A cutting-edge initiative allowing users to access a miniature quantum processor chip via the Internet is to be launched by the University of Bristol.
The Qcloud, announced at the launch of the British Science Festival 2013, aims to make quantum computing available for anyone to try. By providing remote access via the Internet to the university’s quantum processor, which is housed at the Centre for Quantum Photonics, the project is effectively the world's first such open-access system.
Quantum computers are scarce and most are being used in academic research. From 20 September 2013, anyone can tap in to the power of quantum computing via a dedicated website, www.bristol.ac.uk/quantum-computing
Schools, academic research institutions and also members of the public can log on and gain access to a quantum simulator. User guides and manuals will be provided to help users get to grips with the basics of quantum computing. Once users are satisfied with the results of their simulation, they can submit their experiment to be run on a real quantum photonic processor.

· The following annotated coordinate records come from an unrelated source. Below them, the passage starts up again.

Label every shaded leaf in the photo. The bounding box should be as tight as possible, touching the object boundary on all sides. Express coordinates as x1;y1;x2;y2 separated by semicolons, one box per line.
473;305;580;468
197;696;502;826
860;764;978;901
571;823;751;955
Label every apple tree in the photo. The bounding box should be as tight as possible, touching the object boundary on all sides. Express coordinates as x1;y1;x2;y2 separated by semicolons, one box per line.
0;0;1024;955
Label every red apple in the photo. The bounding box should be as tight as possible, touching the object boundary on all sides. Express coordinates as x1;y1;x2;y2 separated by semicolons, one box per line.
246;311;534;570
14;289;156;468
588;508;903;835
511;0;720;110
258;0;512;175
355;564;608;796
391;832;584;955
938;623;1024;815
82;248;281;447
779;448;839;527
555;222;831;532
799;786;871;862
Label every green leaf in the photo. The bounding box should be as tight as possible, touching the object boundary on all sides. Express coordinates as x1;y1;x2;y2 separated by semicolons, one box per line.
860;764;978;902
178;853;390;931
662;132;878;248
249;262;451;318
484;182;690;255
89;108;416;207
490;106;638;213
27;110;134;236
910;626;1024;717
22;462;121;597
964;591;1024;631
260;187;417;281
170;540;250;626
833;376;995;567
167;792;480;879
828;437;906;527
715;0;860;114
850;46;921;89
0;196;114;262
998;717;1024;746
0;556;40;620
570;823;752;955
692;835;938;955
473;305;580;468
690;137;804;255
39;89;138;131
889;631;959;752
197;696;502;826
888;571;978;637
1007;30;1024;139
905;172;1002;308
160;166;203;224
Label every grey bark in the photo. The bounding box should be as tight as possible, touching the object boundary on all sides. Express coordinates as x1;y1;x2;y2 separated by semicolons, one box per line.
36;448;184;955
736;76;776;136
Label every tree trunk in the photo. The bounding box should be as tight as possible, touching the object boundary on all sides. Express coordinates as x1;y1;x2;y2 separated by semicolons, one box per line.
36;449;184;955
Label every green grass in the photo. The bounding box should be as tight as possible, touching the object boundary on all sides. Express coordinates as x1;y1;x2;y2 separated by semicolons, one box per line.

The project’s researchers want to make the possibilities of quantum computing available to the next generation of engineers, mathematicians, scientists and entrepreneurs.
“I hope that by helping schools to access this technology, and working with the British Science Association to provide educational content around quantum computing, we can achieve incredible things,” said project leader, Professor Jeremy O’Brien.
Quantum computing relies on qubit as its unit of information, as opposed to the current more simple binary system. The qubit can exist in multiple states at the same time, a phenomenon known as superposition. Essentially this allows complex computations to be performed exponentially faster than classic computers are able to do.
“This technology has helped accelerate our research and is allowing us to do things we never thought possible,” Prof O’Brien continued.
Quantum computing has for example enabled ultra-secure communications through the exchange of Quantum Keys, measurements beyond the classical limits of precision, and calculations such as factoring numbers or solving optimisation problems.
“The fact that we can give budding young talent access to some of the most advanced computing technology is something that we, as a nation, should be extremely proud of,” said Professor Sir Paul Nurse, Nobel Laureate and president of the Royal Society.